Tue, Dec 10, 2013 RayW

All this is fine and good, but nowhere do I see consideration of what does the room want to do? Are the remote sensors working between the room and the controller building? What is the environment?

Right now we have a room in my building at 58 degrees as measured by three independent devices. CE claims the room is at 68 as measured by the remote system. And the system is working since they checked the room next door and it is fine. No one in power wants to rock the boat since our environment is controlled from another building, and "reprisals" have been rumored to have occurred.

Last year Obama was said to have mandated strict temperature settings in federal buildings. Our room during the winter time (0-15 degrees F at night and 15-35 F during the day) will float to 85 F with no air flowing and with the mandated 62 F or whatever it was, the air has blowing up a storm and we were wearing jackets and gloves in the offices and normal clothes in the labs which require 72 F. When asked if we could get the air flow turned down, for two weeks they said no, President Obama requires this to save energy.
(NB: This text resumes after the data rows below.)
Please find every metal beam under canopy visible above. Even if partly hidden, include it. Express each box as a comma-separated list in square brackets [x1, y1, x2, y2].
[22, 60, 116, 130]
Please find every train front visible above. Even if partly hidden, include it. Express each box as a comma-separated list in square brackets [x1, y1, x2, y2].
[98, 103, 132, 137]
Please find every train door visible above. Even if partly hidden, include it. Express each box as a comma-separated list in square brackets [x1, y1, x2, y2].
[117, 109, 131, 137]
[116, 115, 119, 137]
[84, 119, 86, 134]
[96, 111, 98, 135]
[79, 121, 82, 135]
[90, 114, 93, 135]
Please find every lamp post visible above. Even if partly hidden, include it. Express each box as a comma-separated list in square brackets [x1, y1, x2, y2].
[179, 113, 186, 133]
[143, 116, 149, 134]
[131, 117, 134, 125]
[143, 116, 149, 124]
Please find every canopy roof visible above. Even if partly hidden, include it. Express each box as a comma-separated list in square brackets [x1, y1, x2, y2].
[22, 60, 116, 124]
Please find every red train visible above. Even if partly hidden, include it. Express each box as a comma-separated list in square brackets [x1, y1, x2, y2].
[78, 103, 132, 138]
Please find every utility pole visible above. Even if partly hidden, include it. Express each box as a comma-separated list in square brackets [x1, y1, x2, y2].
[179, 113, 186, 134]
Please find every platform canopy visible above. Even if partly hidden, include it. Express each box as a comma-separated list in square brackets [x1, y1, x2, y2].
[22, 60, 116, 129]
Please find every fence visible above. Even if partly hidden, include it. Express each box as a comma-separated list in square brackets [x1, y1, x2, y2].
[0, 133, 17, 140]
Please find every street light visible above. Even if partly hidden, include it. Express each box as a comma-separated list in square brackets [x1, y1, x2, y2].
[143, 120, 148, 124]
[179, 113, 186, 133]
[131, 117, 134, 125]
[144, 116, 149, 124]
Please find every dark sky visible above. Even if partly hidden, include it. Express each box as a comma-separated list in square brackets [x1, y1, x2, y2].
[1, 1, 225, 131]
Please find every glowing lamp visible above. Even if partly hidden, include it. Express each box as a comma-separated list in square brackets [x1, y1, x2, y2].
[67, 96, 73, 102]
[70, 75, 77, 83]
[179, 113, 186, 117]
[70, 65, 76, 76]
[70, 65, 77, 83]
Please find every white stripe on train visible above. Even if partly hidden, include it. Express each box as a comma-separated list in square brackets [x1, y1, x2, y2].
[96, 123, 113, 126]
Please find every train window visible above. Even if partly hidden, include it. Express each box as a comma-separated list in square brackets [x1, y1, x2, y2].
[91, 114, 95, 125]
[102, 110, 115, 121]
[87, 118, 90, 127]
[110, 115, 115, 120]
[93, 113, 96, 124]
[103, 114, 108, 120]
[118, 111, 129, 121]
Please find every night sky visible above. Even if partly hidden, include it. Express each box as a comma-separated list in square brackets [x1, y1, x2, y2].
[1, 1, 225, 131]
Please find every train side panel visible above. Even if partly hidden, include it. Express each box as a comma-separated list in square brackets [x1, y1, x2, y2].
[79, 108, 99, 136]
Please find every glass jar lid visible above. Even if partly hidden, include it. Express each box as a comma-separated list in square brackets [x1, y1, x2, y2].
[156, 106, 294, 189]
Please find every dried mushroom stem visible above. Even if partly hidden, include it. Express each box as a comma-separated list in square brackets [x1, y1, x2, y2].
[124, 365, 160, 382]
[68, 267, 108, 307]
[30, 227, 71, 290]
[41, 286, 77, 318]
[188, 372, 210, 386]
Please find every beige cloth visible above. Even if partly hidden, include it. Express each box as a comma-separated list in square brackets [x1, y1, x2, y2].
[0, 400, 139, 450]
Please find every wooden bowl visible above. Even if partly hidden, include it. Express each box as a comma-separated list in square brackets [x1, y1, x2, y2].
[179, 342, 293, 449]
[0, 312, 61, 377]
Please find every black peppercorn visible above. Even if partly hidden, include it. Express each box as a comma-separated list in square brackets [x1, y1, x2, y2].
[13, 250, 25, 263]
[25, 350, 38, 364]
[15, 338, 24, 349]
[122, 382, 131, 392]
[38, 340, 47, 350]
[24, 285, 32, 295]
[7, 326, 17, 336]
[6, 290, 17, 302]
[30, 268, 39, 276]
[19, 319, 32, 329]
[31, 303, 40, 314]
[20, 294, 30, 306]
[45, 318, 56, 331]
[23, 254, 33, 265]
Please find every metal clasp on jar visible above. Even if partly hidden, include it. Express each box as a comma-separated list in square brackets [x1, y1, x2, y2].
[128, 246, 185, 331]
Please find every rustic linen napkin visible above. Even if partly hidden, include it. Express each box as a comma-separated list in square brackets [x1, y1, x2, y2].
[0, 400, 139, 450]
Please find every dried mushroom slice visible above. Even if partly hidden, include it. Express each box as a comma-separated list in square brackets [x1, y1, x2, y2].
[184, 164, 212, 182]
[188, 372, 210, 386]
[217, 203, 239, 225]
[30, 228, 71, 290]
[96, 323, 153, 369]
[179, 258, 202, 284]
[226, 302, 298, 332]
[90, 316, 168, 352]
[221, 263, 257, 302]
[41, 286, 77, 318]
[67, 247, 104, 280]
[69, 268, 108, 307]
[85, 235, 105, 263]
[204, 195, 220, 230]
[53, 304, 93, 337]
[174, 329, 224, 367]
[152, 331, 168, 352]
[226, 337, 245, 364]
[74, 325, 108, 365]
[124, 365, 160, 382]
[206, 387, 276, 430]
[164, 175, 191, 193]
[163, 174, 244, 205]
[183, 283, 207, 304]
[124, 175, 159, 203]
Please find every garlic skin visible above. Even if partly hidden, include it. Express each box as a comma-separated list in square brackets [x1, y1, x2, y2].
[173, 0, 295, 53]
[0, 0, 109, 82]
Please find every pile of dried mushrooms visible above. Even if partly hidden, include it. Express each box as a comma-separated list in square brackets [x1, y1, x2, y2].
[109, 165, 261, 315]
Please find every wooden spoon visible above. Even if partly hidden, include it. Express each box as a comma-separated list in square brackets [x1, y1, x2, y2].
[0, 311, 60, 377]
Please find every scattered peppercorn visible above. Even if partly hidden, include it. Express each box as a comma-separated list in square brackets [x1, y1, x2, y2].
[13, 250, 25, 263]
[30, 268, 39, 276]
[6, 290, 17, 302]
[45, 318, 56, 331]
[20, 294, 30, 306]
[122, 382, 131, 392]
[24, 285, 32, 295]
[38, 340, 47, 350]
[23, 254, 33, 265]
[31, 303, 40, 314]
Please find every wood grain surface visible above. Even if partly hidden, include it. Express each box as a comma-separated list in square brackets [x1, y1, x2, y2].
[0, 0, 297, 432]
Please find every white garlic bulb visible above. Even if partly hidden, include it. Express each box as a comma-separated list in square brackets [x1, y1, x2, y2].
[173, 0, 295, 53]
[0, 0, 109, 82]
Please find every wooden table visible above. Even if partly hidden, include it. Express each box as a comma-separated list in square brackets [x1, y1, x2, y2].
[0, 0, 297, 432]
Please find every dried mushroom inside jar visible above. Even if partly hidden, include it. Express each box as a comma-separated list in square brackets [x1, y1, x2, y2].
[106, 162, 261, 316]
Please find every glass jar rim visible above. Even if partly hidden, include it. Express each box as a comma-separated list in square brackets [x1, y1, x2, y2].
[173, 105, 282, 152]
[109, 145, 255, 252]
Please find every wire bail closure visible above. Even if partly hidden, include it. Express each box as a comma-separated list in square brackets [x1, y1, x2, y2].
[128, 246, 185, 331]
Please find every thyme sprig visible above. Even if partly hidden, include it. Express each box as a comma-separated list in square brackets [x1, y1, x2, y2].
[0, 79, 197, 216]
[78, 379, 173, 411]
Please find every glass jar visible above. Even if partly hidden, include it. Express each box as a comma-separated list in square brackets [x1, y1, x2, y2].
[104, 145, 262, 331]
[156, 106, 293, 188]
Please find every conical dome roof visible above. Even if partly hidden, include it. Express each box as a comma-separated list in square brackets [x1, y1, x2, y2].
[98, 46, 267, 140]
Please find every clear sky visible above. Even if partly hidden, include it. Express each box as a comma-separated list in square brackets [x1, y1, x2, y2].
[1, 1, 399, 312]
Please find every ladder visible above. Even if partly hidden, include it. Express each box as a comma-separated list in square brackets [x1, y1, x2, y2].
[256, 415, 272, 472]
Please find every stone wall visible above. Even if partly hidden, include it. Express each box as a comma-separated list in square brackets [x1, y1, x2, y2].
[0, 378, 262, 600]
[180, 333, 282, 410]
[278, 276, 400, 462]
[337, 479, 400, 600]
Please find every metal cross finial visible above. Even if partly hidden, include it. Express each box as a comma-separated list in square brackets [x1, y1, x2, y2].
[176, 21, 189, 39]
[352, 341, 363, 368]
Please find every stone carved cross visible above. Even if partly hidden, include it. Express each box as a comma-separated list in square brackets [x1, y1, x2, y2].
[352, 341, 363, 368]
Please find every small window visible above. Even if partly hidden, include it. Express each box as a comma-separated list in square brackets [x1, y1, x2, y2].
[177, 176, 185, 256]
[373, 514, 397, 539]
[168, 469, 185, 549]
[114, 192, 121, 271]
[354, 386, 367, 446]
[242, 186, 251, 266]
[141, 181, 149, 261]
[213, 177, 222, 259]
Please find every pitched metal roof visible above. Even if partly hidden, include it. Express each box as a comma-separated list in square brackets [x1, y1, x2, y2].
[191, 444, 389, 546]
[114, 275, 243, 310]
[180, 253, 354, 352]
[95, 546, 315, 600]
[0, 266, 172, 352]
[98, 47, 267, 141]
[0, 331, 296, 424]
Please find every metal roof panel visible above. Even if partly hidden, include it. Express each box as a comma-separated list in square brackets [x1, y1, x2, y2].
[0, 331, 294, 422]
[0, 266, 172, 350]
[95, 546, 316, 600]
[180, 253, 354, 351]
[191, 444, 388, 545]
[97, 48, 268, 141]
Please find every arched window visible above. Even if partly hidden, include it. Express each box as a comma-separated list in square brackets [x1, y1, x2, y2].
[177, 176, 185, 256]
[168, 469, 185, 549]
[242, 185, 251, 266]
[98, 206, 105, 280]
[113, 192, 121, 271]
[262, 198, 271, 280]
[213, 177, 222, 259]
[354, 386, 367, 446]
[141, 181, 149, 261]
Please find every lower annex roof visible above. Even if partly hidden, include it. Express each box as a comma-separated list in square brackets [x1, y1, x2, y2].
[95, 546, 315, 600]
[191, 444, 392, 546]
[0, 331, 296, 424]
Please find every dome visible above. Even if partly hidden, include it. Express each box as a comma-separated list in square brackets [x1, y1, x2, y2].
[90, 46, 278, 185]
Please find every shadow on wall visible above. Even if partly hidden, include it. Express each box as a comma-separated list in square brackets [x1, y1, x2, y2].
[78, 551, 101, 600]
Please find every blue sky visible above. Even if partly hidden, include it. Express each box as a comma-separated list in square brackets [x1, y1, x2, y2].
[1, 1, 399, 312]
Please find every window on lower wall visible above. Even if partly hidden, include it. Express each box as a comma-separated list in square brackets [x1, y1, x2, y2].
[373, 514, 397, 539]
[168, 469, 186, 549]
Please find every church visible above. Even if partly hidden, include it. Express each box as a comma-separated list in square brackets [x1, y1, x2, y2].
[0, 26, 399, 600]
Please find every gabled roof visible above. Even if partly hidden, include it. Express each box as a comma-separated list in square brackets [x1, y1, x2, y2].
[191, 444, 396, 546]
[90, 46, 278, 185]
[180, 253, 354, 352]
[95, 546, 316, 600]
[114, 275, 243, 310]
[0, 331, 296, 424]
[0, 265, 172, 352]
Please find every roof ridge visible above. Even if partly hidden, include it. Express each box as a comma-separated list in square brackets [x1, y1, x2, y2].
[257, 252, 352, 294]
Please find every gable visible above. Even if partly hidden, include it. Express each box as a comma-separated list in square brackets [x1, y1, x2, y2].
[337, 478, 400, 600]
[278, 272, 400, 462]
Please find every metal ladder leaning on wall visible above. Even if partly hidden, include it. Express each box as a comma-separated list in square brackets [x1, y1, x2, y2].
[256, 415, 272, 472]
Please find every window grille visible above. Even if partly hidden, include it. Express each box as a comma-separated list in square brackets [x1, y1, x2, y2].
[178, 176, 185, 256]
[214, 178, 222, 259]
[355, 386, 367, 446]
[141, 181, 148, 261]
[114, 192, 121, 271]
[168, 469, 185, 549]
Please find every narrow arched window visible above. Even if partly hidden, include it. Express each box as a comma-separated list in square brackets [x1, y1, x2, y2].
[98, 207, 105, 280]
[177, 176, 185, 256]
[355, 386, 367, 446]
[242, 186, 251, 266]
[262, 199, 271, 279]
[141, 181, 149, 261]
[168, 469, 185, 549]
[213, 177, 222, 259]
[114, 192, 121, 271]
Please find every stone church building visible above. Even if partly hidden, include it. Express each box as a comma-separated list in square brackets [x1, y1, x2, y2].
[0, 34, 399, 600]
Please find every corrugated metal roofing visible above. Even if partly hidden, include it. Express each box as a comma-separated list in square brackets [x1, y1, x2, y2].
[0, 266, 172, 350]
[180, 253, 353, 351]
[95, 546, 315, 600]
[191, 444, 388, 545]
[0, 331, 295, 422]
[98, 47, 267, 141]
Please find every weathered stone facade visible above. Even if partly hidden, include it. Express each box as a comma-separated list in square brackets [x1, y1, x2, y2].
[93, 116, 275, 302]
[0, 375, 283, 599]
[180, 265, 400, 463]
Blanket policy based upon one environment and requirement across a wide range of environments and requirements does nothing but waste more energy and reduce work quality/output by the human element. When I lived in California in the southern deserts, I thought 88-90 F was a fine temperature for the AC - with the outside being 110 F or more. In Utah I now think 88 F is time to take a siesta and wait for the sun to go down and 68-70 F is a fine AC temperature. And that is just my quirks, at 72 F I have a co-worker who runs a heater under a blanket to keep from shivering at his desk while I have another coworker who wears shorts and a T-shirt because he overheats and sweats.

Tue, Dec 10, 2013

Like most Government programs, what Obama is proposing will likely end up cost more than it saves. In most cases, going to "renewable" energy sources will likely cost considerably more than sticking with what is being used. Paying a lot more to monitor energy use does not always find any ways to save, but always costs something. I personally oversee supposed "energy payback projects" and know that they rarely payback as much or more than what is put into them, but they do make good on repair of deteriorating facilities so we make sure they at least fulfill a real need. But "Green" all by itself is almost always a losing proposition when the government runs it because these people are all about appearances for political reasons and they know practically nothing about efficiency.